You need not be concerned if you see gladiators and chariots in the Thistle hallways this week.

Nearly 300 high school students are at Brock University for the annual Ontario Student Classics Conference, which runs until Saturday and wraps up with a chariot race.

“We’re honoured to be hosting the conference again at Brock,” says department chair Professor Angus Smith. “It’s a great chance for the high school students to celebrate their interests in Classics and the ancient world.”

The conference nurtures a deeper understanding of the classical world by bringing together students and teachers from across the province in social events and competitions.

Students at the Ontario Students Classics Conference take part in a simulated archaeological dig behind DeCew residence.

The OSCC is also an important recruiting opportunity for the Department of Classics.

“It’s a great chance for us to show these students what a great place Brock would be to come pursue these interests,” Smith says.

The conference aims to support mens sana in corpore sano — a healthy mind in a healthy body — through friendly competitions.

Students compete across three categories: academic, athletic and creative.
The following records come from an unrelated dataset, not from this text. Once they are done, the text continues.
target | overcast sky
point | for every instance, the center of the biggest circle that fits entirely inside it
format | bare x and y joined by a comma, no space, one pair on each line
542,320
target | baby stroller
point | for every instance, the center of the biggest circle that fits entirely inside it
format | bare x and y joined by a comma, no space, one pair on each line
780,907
The academic competition includes contests in written Greek and Latin, vocabulary and derivatives, sight translations, mythology, Greek and Roman history and geography.

Athletic competitions reflect the sports practised by the ancient Greeks and Romans including discus (frisbee), slinging, mini marathons, foot races and swimming.
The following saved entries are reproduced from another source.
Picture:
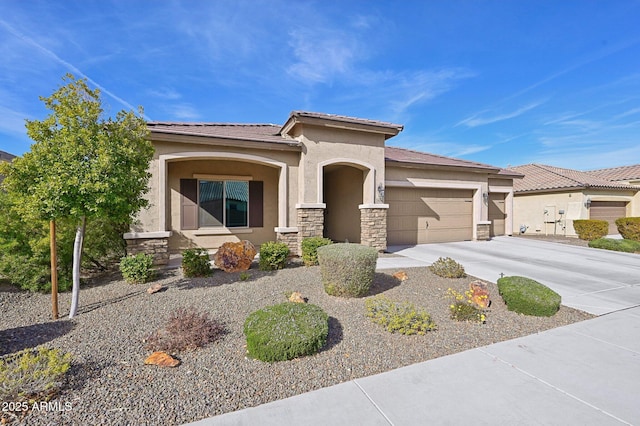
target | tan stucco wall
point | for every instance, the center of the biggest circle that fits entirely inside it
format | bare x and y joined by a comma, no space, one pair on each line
323,146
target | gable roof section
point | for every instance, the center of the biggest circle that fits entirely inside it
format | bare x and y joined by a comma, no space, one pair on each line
618,173
269,133
340,121
543,178
408,156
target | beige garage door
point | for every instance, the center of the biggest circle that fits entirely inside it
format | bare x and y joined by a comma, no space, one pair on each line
418,216
496,213
609,211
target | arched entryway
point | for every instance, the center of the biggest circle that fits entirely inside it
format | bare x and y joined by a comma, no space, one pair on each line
343,194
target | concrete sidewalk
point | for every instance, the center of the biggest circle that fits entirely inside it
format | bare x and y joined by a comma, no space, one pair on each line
582,374
586,373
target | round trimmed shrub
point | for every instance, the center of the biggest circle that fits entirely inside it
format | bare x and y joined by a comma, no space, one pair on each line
286,331
528,297
347,269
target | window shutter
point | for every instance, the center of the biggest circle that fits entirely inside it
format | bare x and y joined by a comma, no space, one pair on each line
256,198
188,203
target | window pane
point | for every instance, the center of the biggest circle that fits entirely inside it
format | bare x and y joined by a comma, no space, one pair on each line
210,203
237,202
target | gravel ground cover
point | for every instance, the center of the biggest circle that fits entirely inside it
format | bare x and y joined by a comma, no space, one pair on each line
109,385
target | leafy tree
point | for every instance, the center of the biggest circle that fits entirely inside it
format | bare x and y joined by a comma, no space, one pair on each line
82,165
The highlight of the annual conference is the chariot race, scheduled for Saturday at 2:30 p.m., when each school races a chariot they’ve made around the Brock traffic circle.
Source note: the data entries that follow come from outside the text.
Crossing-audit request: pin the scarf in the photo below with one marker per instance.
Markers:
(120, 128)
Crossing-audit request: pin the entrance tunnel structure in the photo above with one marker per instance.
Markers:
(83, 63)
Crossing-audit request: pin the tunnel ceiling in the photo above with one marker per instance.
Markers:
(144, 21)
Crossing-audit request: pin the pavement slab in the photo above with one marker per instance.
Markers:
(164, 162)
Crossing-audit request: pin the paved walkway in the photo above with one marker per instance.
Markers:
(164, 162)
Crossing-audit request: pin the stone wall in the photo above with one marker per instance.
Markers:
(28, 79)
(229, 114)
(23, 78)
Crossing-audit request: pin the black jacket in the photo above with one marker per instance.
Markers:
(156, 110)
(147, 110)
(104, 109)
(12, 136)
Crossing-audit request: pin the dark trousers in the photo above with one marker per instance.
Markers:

Creative competitions encompass visual arts, drama and fashion, with students displaying artwork, audiovisual projects and computer work and performing skits for their peers. Participating schools also create visual displays in Thistle hallways.

Students also apply what they’ve learned about archaeology, working in teams to complete a simulated archaeological dig behind DeCew residence.

The conference wraps up Saturday night with a traditional pompa (parade) and award ceremony.